You wash your hands so often that they’re red and raw. Perhaps you repeatedly rearrange the food in your kitchen cabinets so that all items are facing a certain way.

Or you may check over and over again to make sure that your front door is locked. Perhaps you hoard newspapers and other everyday objects until your house is filled with junk—or count to yourself whenever you drive through a stoplight.

If you or someone you know experiences these or similar symptoms, it could be a red flag for obsessive-compulsive disorder (OCD).

Inside the mind of an OCD sufferer: People with this disorder have disturbing, unwanted thoughts, such as the belief that they are contaminated by germs or are about to be in a horrible car crash. These obsessive thoughts cause intense anxiety that the sufferer attempts to ease with compulsive behaviors (or rituals) such as repeated hand-washing or counting in unusual patterns.

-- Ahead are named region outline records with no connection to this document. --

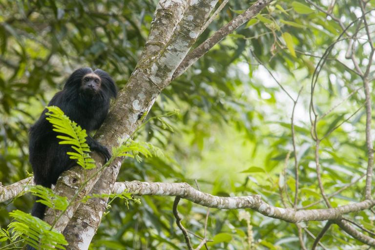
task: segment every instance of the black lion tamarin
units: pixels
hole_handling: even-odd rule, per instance
[[[102,125],[108,114],[111,100],[117,97],[117,91],[116,83],[105,71],[82,68],[68,78],[62,90],[55,95],[48,105],[60,108],[71,120],[86,129],[88,135]],[[50,188],[56,184],[60,175],[76,162],[66,154],[72,150],[71,146],[59,144],[61,140],[56,138],[58,133],[52,130],[52,125],[45,119],[47,111],[44,109],[30,128],[29,152],[35,184]],[[89,135],[86,139],[90,148],[101,153],[106,161],[111,157],[107,147]],[[31,214],[42,219],[45,208],[45,205],[36,202]]]

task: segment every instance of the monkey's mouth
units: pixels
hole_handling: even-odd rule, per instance
[[[90,88],[90,87],[84,88],[83,89],[83,90],[84,93],[88,94],[89,95],[97,95],[98,94],[99,94],[98,90],[95,89],[95,88]]]

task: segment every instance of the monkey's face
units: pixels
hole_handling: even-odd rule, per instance
[[[90,95],[99,94],[102,81],[98,75],[90,73],[82,78],[81,90]]]

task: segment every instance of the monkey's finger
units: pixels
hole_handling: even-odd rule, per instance
[[[112,156],[109,149],[108,148],[108,147],[105,146],[104,147],[102,153],[104,158],[105,158],[105,162],[108,161]]]

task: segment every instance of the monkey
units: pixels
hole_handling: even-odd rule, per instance
[[[117,86],[108,73],[101,69],[93,71],[84,67],[74,71],[67,79],[62,90],[57,92],[48,104],[57,106],[71,121],[85,129],[86,143],[92,150],[100,153],[106,162],[110,158],[108,148],[94,140],[88,133],[98,129],[108,114],[111,100],[117,97]],[[76,161],[66,153],[70,145],[59,145],[59,133],[52,130],[52,125],[46,120],[45,109],[29,130],[29,161],[34,172],[36,185],[50,188],[56,185],[60,174],[73,167]],[[46,206],[36,200],[31,215],[43,219]],[[28,249],[33,248],[28,246]]]

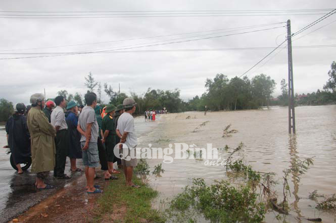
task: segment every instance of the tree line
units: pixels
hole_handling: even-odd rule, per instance
[[[329,79],[323,90],[316,92],[296,94],[297,105],[317,105],[334,104],[336,102],[336,62],[331,65],[328,75]],[[90,72],[85,77],[84,85],[87,92],[95,92],[98,103],[105,105],[122,104],[124,99],[133,97],[138,106],[136,114],[143,114],[147,109],[162,110],[164,107],[169,112],[180,112],[186,111],[235,110],[258,109],[270,105],[288,105],[288,88],[284,79],[280,83],[281,94],[276,98],[272,95],[275,88],[275,82],[270,77],[261,73],[250,79],[247,76],[241,78],[235,77],[229,79],[226,75],[218,73],[213,79],[207,79],[205,87],[206,92],[200,97],[196,96],[188,102],[180,98],[178,89],[164,90],[149,88],[144,94],[131,92],[129,95],[115,91],[108,83],[102,84],[95,81]],[[102,94],[109,97],[109,101],[101,100]],[[57,92],[67,100],[74,100],[78,105],[85,105],[83,96],[78,92],[69,93],[66,90]],[[13,105],[5,99],[0,99],[0,121],[6,121],[13,113]]]

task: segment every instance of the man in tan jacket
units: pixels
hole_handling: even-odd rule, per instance
[[[55,165],[56,130],[42,111],[44,96],[32,95],[30,103],[32,107],[28,114],[27,124],[31,142],[31,172],[37,174],[35,185],[38,189],[51,189],[54,187],[45,184],[44,181]]]

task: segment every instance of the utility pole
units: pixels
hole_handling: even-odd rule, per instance
[[[295,109],[293,84],[293,60],[292,55],[292,34],[291,20],[287,21],[287,45],[288,48],[288,132],[295,134]]]

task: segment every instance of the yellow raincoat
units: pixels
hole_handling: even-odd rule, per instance
[[[56,130],[43,111],[35,107],[28,112],[27,124],[31,141],[31,172],[39,173],[54,170]]]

Suffering in silence: For people who have never experienced OCD, the symptoms seem entirely irrational. The irony is, even those who have the disorder know that their thoughts and behaviors are irrational but, for unknown reasons, they just can’t stop them. As a result, people with OCD are usually ashamed of their symptoms and often go to great lengths to hide them from their friends, family or doctor. Unfortunately, more than half of Americans with this disorder never receive treatment.

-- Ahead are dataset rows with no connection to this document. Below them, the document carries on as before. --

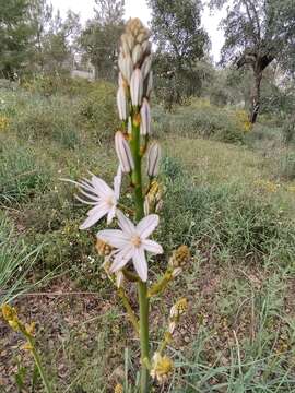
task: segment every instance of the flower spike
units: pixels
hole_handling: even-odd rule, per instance
[[[131,76],[130,95],[133,106],[140,106],[143,94],[143,79],[140,69],[135,69]]]
[[[120,162],[122,172],[129,174],[134,169],[133,157],[128,142],[123,138],[121,131],[117,131],[115,135],[115,148]]]
[[[148,152],[148,176],[151,178],[158,175],[161,162],[161,147],[160,144],[154,142],[151,144]]]

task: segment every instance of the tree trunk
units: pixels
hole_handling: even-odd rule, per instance
[[[262,80],[262,71],[253,70],[253,85],[251,90],[251,108],[249,121],[253,124],[260,109],[260,85]]]

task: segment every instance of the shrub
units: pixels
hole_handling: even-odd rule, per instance
[[[97,82],[80,102],[80,118],[83,122],[86,121],[98,141],[113,139],[115,130],[119,127],[114,97],[116,88],[113,84]]]
[[[210,105],[204,99],[192,100],[191,105],[180,107],[175,114],[165,114],[156,108],[153,130],[156,135],[175,133],[188,138],[212,138],[227,143],[244,141],[245,121],[226,109]]]
[[[295,142],[295,117],[287,118],[283,123],[282,129],[283,143],[288,145]]]
[[[32,147],[5,140],[0,147],[0,202],[10,204],[44,192],[49,181],[46,164],[42,164]]]
[[[197,188],[185,178],[166,182],[163,243],[172,249],[178,241],[199,245],[236,262],[262,262],[270,255],[282,264],[293,262],[295,226],[275,206],[245,195],[237,186]]]
[[[75,111],[66,98],[31,97],[30,104],[19,107],[10,129],[26,140],[52,140],[67,148],[80,143]]]
[[[11,301],[28,287],[26,278],[40,248],[30,250],[22,240],[16,240],[12,224],[0,214],[0,305]]]
[[[284,180],[295,179],[295,152],[284,152],[279,158],[279,177]]]

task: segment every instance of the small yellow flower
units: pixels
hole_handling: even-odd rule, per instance
[[[151,377],[160,383],[165,382],[174,369],[173,360],[168,356],[155,353],[152,360]]]
[[[26,324],[25,325],[25,331],[28,335],[31,336],[34,336],[34,333],[35,333],[35,326],[36,326],[36,323],[35,322],[31,322],[30,324]]]
[[[259,187],[262,191],[267,191],[267,192],[275,192],[280,188],[280,184],[263,179],[256,180],[255,186]]]
[[[182,245],[173,252],[173,255],[169,260],[169,264],[174,267],[182,267],[189,262],[189,260],[190,260],[190,250],[187,246]]]
[[[0,131],[4,131],[8,128],[9,119],[4,116],[0,116]]]
[[[21,349],[23,349],[23,350],[32,350],[33,346],[30,343],[25,343],[24,345],[21,346]]]
[[[123,393],[123,386],[120,383],[117,383],[114,393]]]
[[[2,305],[1,311],[4,320],[9,323],[9,325],[15,330],[20,330],[20,321],[17,318],[17,313],[14,307],[11,307],[9,305]]]
[[[179,299],[170,309],[170,318],[179,318],[188,310],[187,298]]]

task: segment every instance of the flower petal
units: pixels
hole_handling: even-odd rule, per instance
[[[116,215],[116,206],[110,207],[107,214],[107,225],[109,225]]]
[[[103,179],[99,179],[98,177],[93,175],[91,181],[93,187],[95,188],[95,191],[101,198],[108,198],[114,195],[114,191]]]
[[[148,262],[145,259],[144,249],[142,247],[134,248],[132,255],[135,271],[143,282],[148,281]]]
[[[134,225],[131,223],[131,221],[129,218],[127,218],[127,216],[121,212],[121,211],[117,211],[117,217],[119,221],[119,226],[120,228],[129,236],[133,236],[135,233],[135,227]]]
[[[95,209],[95,211],[94,211]],[[87,229],[97,223],[104,215],[107,214],[107,207],[95,206],[92,209],[93,213],[80,225],[80,229]],[[90,213],[90,212],[88,212]]]
[[[158,215],[150,214],[137,225],[137,233],[142,239],[146,239],[158,225]]]
[[[142,240],[142,246],[146,251],[152,252],[154,254],[163,253],[162,246],[158,245],[156,241],[144,239]]]
[[[133,254],[133,246],[127,246],[125,249],[122,249],[121,251],[119,251],[115,259],[114,262],[111,264],[111,266],[109,267],[110,273],[115,273],[118,270],[121,270],[132,258]]]
[[[87,216],[96,214],[99,211],[104,211],[105,214],[107,214],[109,211],[109,206],[105,202],[99,202],[87,212]]]
[[[102,239],[111,247],[123,249],[130,246],[130,238],[120,229],[104,229],[96,235],[97,239]]]
[[[121,166],[119,165],[117,175],[114,178],[114,193],[117,200],[120,198],[121,182],[122,182],[122,169]]]

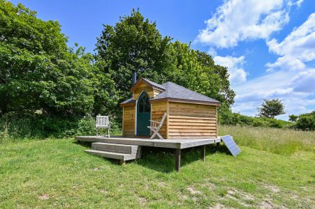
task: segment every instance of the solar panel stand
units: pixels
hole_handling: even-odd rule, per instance
[[[221,139],[234,157],[236,157],[236,155],[240,153],[241,150],[235,144],[231,136],[226,135],[222,137]]]

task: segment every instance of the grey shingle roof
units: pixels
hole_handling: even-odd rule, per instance
[[[155,98],[151,99],[151,100],[156,100],[163,98],[173,98],[185,100],[195,100],[208,102],[220,103],[218,100],[212,99],[196,93],[190,89],[186,88],[183,86],[177,85],[172,82],[166,82],[162,85],[166,89],[164,91],[159,93]]]
[[[191,101],[200,101],[205,102],[211,102],[211,103],[218,103],[219,104],[221,103],[218,100],[212,99],[207,96],[202,95],[200,93],[196,93],[193,91],[188,89],[182,86],[177,85],[176,84],[172,82],[166,82],[163,84],[162,85],[154,83],[146,79],[142,78],[146,82],[150,84],[152,86],[161,88],[164,90],[159,95],[157,95],[155,98],[152,98],[150,100],[156,100],[160,99],[175,99],[175,100],[183,100],[185,101],[191,100]],[[132,98],[129,98],[126,101],[120,103],[121,104],[132,103],[135,101]]]
[[[161,84],[156,84],[156,83],[155,83],[155,82],[152,82],[152,81],[150,81],[150,80],[146,79],[145,79],[145,78],[142,78],[142,79],[143,80],[146,81],[147,82],[148,82],[149,84],[150,84],[152,85],[152,86],[156,86],[156,87],[158,87],[158,88],[162,88],[162,89],[164,89],[164,90],[165,90],[165,87],[164,87],[163,86],[161,85]]]

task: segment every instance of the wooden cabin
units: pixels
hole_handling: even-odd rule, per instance
[[[120,104],[124,137],[149,137],[149,120],[160,121],[166,112],[159,132],[164,139],[217,137],[219,101],[172,82],[159,84],[144,78],[131,92],[132,98]]]

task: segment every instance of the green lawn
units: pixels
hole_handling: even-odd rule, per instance
[[[209,146],[205,162],[200,150],[185,150],[178,173],[171,150],[145,150],[120,166],[86,148],[73,139],[1,144],[0,208],[315,206],[312,150],[288,155],[241,146],[233,157],[223,146],[217,152]]]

Even when a person with OCD sees a doctor for it, the condition is very difficult to treat. The conventional approach—usually, an antidepressant and psychological counseling called cognitive behavioral therapy—reduces the severity of symptoms by about 50%, according to research, but achieves complete recovery in only 20% of cases.

New approach: A technique called integrative psychiatry—using conventional treatments and natural therapies such as nutritional supplements—is likely to produce far better results than conventional treatment alone. Best approaches…

SEROTONIN BOOSTERS

Serotonin is a neurotransmitter (brain chemical) that plays a key role in regulating mood, appetite and sleep. Low levels of serotonin are believed to be a contributing cause of OCD. Many factors can reduce serotonin. For example, it’s thought that serotonin levels can be lowered by a diet high in processed foods, sugar and fat…stress…and chronic inflammation.

Selective serotonin reuptake inhibitor (SSRI) antidepressants help OCD by blocking the absorption of serotonin in the brain, which keeps levels in the body higher. Medication is quite helpful for some OCD patients, while others find that it increases their obsessive thinking.

The integrative approach: Several nutritional supplements boost serotonin and thereby help reduce or eliminate OCD symptoms.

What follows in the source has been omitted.